African Critiques of the Strategy
Despite some of the strategy’s strengths, it also sparks a number of controversies. Critics point to its markedly ideological language, the strong politicization of security policy, and the overly broad application of the concept of terrorism to very different types of threats. At the same time, the document devotes less attention to preventing radicalization, social factors, or the long-term stabilization of crisis regions. Overall, the strategy represents a significant shift in how the United States defines security threats, links the fight against terrorism with organized crime, and utilizes military, intelligence, and technological tools within the framework of global security policy.
Many of the factors driving armed attacks in the Lake Chad Basin are unlikely to be solved by military operations alone. The conditions that give ISWAP and Boko Haram their recruitment base, logistical support, and social legitimacy in some communities can be traced to decades of poverty, displacement, governance gaps, and political exclusion. Data from the UN Office for the Coordination of Humanitarian Affairs (OCHA) shows the region hosts 2.9 million internally displaced people, including 2.3 million in Nigeria. Violence has forced the closure of 1,827 schools across the Lake Chad Basin, while humanitarian actors received just 19 percent of the funding required for 2025.
“ISWAP and Boko Haram’s recent resurgence reflects not simply a military setback, but a deepening governance vacuum across the Lake Chad Basin,” Abiola Sadiq, a security consultant, told Al Jazeera. “While the reported killing of ISIL leader Abu-Bilal al-Minuki may temporarily disrupt command structures, it is also likely to trigger retaliatory violence as rival terrorist factions compete for relevance, legitimacy, and territorial influence,” said Sadiq.
In the weeks following the strike, intelligence reports recorded a surge in small-scale attacks and cross-border raids, indicating that operational fragmentation has not diminished the groups’ capacity to coordinate assaults. Civilians continue to face restricted movement and elevated risks of recruitment, extortion, and displacement. “With Nigeria’s 2027 general elections approaching, these groups are highly likely to intensify their operations, potentially extending attacks beyond their traditional strongholds in the Lake Chad Basin and northeastern Nigeria,” said Sadiq.

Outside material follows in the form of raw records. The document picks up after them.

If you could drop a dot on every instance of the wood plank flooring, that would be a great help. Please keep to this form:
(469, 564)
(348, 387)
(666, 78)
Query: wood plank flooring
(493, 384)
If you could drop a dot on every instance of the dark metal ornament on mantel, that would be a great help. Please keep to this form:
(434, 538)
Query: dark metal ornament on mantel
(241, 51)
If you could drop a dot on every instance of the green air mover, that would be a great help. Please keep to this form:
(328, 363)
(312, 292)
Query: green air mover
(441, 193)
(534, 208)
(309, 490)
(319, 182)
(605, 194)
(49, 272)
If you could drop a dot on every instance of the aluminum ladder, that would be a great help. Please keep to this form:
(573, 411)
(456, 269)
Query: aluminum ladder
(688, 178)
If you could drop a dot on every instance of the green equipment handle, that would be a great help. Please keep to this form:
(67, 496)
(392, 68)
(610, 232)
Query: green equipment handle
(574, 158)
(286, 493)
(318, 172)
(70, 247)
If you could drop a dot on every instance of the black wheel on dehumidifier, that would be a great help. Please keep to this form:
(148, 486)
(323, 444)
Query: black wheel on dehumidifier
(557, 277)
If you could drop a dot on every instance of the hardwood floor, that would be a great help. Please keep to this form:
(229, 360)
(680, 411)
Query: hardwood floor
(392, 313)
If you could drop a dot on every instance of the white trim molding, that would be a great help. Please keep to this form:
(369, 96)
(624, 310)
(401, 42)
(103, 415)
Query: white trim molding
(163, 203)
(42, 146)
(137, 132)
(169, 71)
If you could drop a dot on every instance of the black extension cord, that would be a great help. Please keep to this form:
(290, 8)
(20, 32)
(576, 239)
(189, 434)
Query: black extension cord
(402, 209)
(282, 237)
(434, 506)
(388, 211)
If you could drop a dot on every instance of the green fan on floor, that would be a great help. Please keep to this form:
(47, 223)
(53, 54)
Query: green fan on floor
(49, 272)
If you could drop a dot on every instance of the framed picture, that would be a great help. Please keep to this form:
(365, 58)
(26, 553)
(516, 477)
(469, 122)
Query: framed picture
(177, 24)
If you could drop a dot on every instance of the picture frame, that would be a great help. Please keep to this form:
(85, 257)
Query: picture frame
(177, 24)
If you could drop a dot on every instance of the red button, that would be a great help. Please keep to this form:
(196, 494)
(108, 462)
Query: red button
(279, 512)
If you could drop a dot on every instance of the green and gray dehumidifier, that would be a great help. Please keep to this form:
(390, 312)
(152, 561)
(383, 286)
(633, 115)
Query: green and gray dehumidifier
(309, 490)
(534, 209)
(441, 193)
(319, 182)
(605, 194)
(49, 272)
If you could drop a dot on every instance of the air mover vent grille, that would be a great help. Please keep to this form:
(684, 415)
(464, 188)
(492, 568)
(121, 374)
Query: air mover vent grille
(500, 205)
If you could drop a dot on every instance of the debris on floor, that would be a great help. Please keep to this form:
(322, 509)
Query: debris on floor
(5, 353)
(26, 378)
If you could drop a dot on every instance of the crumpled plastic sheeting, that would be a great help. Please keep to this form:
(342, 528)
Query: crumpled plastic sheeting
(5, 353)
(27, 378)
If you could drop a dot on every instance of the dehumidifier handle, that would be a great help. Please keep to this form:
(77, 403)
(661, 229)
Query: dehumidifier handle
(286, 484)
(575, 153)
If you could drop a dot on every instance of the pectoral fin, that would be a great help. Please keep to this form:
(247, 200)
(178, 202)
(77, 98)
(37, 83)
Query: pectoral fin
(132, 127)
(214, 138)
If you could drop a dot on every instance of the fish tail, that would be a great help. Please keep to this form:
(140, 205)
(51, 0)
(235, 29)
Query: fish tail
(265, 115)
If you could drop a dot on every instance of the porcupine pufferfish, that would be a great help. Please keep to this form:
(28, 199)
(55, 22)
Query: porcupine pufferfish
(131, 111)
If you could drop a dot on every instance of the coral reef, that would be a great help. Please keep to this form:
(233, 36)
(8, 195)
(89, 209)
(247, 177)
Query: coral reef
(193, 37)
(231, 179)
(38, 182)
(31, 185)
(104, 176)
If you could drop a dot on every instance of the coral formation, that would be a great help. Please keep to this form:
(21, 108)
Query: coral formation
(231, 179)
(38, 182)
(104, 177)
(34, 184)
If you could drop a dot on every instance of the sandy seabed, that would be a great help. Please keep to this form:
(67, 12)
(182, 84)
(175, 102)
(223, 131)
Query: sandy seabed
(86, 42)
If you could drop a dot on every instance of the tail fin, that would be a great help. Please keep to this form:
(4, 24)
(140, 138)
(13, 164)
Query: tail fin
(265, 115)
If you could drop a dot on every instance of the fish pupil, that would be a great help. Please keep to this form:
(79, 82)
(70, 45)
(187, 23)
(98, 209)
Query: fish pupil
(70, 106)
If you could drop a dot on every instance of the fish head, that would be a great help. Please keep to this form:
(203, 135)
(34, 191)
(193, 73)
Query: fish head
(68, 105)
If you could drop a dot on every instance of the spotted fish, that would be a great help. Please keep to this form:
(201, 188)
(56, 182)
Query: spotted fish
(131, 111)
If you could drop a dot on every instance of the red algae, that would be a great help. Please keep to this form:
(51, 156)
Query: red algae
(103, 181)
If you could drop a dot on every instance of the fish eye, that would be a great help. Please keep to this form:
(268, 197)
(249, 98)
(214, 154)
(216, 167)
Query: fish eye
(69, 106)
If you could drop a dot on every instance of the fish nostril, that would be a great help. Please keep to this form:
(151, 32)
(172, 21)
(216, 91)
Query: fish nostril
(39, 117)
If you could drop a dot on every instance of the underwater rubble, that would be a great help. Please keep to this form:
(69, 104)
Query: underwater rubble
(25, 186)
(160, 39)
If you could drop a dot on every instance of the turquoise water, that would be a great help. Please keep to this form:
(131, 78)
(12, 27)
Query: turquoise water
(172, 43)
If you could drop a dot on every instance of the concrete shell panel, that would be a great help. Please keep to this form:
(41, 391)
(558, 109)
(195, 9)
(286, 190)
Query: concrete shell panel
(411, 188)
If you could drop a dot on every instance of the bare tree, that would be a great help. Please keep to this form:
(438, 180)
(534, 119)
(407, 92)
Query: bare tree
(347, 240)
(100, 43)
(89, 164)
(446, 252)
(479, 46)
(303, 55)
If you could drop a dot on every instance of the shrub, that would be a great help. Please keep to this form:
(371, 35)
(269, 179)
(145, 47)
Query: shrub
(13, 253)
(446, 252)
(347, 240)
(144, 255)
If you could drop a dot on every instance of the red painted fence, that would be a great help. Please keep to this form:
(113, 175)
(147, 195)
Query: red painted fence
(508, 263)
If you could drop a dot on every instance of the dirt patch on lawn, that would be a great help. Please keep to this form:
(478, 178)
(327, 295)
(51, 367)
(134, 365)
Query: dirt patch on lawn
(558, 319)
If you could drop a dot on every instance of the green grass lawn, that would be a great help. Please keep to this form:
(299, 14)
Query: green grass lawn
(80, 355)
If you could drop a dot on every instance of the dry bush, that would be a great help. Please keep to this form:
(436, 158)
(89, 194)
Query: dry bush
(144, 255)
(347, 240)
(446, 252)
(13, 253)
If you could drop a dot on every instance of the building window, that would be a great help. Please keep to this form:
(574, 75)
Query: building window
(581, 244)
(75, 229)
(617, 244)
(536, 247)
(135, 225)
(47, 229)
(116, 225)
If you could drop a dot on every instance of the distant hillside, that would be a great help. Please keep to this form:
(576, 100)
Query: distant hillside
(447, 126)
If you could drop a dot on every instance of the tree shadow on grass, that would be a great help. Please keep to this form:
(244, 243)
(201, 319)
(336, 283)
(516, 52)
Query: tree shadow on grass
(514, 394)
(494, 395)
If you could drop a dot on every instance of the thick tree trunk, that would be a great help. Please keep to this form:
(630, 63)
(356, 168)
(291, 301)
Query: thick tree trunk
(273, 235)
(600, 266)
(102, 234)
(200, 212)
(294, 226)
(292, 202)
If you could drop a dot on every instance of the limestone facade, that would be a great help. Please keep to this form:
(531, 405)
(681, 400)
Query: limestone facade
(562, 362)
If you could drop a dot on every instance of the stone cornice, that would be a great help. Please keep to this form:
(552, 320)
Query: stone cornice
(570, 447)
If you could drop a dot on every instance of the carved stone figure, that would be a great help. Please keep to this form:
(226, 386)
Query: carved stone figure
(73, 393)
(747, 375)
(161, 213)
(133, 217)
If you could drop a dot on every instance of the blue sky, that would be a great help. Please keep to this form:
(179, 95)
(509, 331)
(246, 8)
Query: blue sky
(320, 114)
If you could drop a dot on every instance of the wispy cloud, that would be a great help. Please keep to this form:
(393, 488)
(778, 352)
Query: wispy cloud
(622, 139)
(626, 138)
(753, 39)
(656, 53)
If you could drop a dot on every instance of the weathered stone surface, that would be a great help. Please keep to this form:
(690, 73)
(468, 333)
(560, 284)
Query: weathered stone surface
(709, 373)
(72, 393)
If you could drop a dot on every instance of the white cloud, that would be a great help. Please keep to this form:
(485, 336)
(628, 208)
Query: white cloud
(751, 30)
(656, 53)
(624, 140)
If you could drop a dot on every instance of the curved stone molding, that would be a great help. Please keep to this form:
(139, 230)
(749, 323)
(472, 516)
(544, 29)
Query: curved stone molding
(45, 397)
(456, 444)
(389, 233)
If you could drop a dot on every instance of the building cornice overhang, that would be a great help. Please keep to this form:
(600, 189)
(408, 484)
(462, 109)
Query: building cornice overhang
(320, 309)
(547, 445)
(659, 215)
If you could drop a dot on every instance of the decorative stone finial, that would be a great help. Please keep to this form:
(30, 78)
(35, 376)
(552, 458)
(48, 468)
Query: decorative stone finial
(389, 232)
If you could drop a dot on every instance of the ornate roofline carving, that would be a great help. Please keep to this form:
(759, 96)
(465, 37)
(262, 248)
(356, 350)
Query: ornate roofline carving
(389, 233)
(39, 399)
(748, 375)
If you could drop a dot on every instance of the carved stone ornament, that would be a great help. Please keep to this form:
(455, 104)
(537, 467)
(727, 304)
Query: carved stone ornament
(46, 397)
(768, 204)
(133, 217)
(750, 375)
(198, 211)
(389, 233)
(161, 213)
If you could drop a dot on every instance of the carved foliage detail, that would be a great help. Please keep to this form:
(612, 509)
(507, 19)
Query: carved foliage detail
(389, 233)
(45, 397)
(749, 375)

From this viewpoint, the strategy focuses more on targeted strikes and intelligence operations address symptoms rather than causes. While such approaches may eliminate individual leaders, they do little to address the structural circumstances that allow extremist movements to reinforce. In conclusion, the dominant question is whether this new approach signifies a sustainable adaptation to modern security realities or a form of strategic cutback that risks generating new vulnerabilities.